Let’s put this into practise. To illustrate this, we’ll see the journey of two requests to two different clients.
tracert with a request to
To do this, type
traceroute google.dk in your terminal. This command should produce an output similar to the one below. Take into account that the hops will vary depending on where you’re located!
traceroute to google.dk (184.108.40.206), 64 hops max, 52 byte packets 1 www.routerlogin.com (192.168.1.1) 0.636 ms 0.394 ms 0.319 ms 2 220.127.116.11.generic-hostname.arrownet.dk (18.104.22.168) 5.537 ms 5.451 ms 5.267 ms 3 22.214.171.124.generic-hostname.arrownet.dk (126.96.36.199) 6.186 ms 6.422 ms 6.121 ms 4 188.8.131.52.generic-hostname.danskkabeltv.dk (184.108.40.206) 6.569 ms 6.780 ms 6.581 ms 5 xe-1-0-3-0.alb2nqp8.dk.ip.tdc.net (220.127.116.11) 5.916 ms xe-1-0-1-0.alb2nqp8.dk.ip.tdc.net (18.104.22.168) 6.016 ms 5.978 ms 6 ae0-0.stkm2nqp7.se.ip.tdc.net (22.214.171.124) 14.450 ms 14.481 ms 14.814 ms 7 peer-as15169.stkm2nqp7.se.ip.tdc.net (126.96.36.199) 15.129 ms 15.210 ms 15.299 ms 8 * * * 9 188.8.131.52 (184.108.40.206) 17.325 ms arn11s02-in-f3.1e100.net (220.127.116.11) 15.000 ms 18.104.22.168 (22.214.171.124) 17.291 ms
The asterisks displayed by
traceroute correspond to packets not acknowledged within the expected timeout. In the example above,
arn11s02-in-f3.1e100.net finally responded, which explains why the line 9 appears in the output.

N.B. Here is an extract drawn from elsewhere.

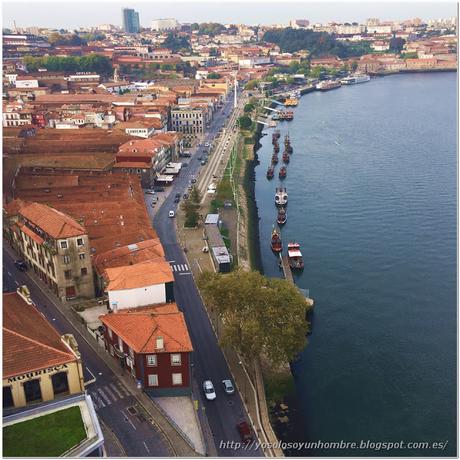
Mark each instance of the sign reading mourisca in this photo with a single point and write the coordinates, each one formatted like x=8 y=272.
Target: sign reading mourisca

In order to avoid this, you can increase the default timeout to a higher value, like 10 seconds, by using the
-w option (e.g.
traceroute -w 10 google.dk).
Now, try the same with another client using
traceroute [client] and compare the outputs!
In this article, you have learned how packets are delivered within local networks and between remote clients and how
traceroute makes use of the TTL mechanism in order to track packages to its destination.